A couple years ago I wrote about a method for creating a collage out of 1.2M images collected from the 2015 Canadian Federal Election Twitter dataset. That method was very resource intensive in terms of the amount of temporary disk storage required to create the collage. As the number of images in a given collage increased, the amount of temporary disk space scaled exponentially; 3.5T for 1.2M #exln42 images, and ~90T for 6.1M #WomensMarch images.
Once I shared the collage there was some interesting discussion around it, and a feature that came up a few times that I found fascinating, but had no idea how to implement using the
montage method was linking back to the tweet a given image came from. But, luckily a colleague in Denmark had something in mind: Juxta.
Why does the Juxta method work better? Instead of creating a massive single image from all the base images, then generating tiles to display with OpenSeadragon, it skips the creating a giant image part, and just creates the tiles!
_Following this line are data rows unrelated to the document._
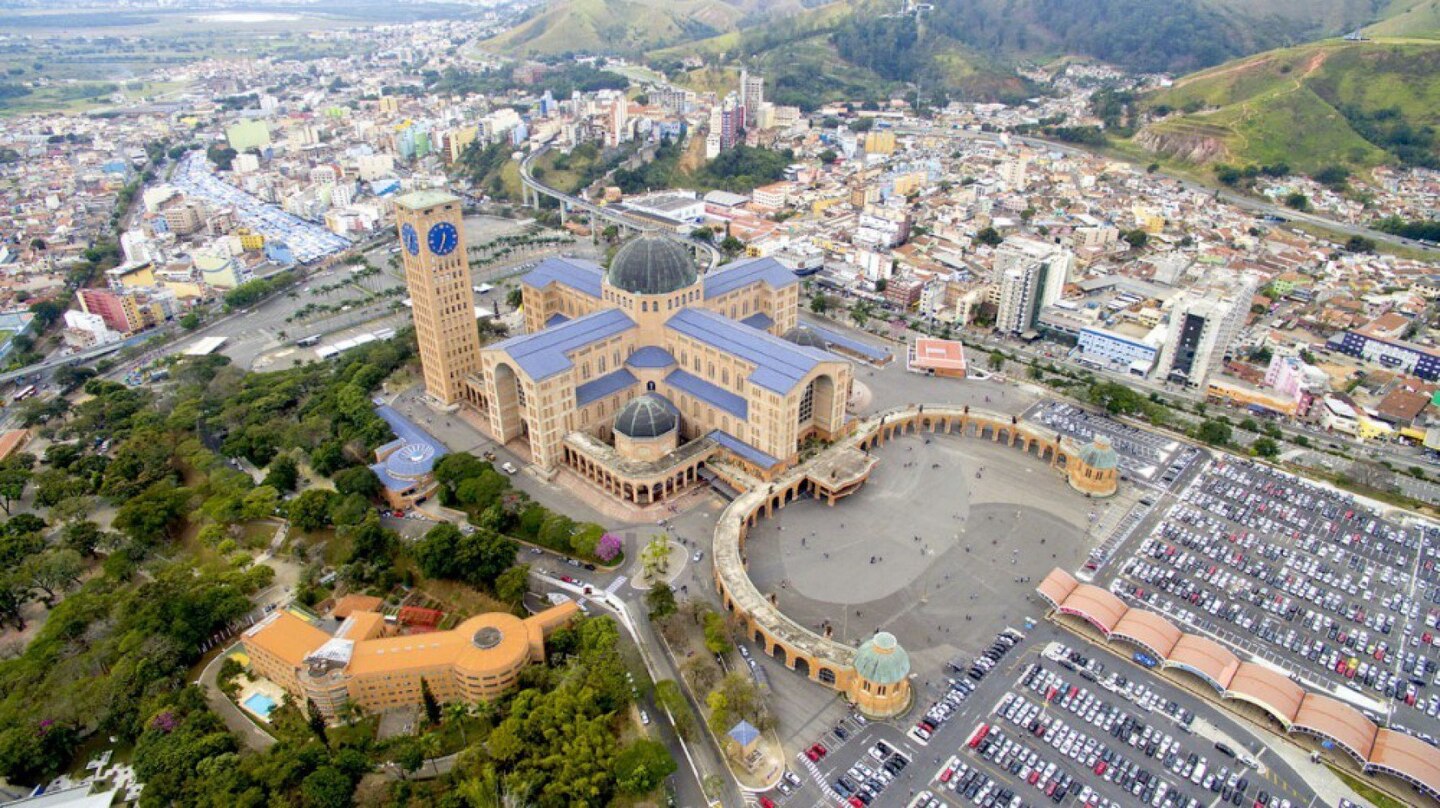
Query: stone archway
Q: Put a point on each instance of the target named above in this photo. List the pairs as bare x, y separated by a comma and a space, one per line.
507, 416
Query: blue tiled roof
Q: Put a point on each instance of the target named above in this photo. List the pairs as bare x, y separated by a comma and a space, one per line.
848, 343
759, 320
581, 275
778, 365
651, 356
743, 450
604, 386
745, 272
713, 395
543, 355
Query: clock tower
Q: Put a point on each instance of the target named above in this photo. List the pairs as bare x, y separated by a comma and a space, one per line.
437, 272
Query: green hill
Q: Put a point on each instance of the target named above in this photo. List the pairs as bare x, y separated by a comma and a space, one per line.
630, 26
1329, 102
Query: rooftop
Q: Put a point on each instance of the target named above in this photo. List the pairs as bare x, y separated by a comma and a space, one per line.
425, 199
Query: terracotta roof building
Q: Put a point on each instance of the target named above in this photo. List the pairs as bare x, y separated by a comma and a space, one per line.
367, 666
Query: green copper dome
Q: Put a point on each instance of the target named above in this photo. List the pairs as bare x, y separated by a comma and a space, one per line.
647, 416
651, 265
882, 660
1099, 454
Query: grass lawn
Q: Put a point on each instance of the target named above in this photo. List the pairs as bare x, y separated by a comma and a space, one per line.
462, 598
1370, 792
356, 733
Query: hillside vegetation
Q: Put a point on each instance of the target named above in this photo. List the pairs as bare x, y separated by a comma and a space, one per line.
631, 26
1331, 102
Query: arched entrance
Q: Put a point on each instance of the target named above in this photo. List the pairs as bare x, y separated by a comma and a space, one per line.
507, 416
818, 406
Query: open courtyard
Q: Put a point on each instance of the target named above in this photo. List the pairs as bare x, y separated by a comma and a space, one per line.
939, 548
Even better, if you’re working with Twitter data, you’re able to link back to the original tweet a given image came from.
About the dataset
I began collecting tweets directed at Donald Trump (@realDonaldTrump) in May of 2017 Documenting the Now’s twarc. Tweets from May 7, 2017 - June 21, 2017 of the dataset used a combination of the Filter (Streaming) API and Search API. Collecting via the Filter API failed on June 21, 2017. From June 23, 2017 forward only the Search API was used to collect. This is done via a cron job every five days. Periodically the dataset is deduplicated, Tweet ids are extracted, and the public dataset is updated.
The collage was created with Version 6 of the dataset: 146,341,720 tweets from May 7, 2017 - January 2019.
About the collage
The collage took about 10 days to complete with 44 threads on an 88 core machine. It consists of 17,525,913 images tweeted at Donald Trump, 93,479,104 tiles, and uses 93,501,108 inodes.
Understanding the collage; you can follow along in the image chronologically. The top left corner of the image will be the earliest images in the dataset (May 2017), and the bottom right corner will be the latest images in the dataset (January 2019). Zoom in and pan around!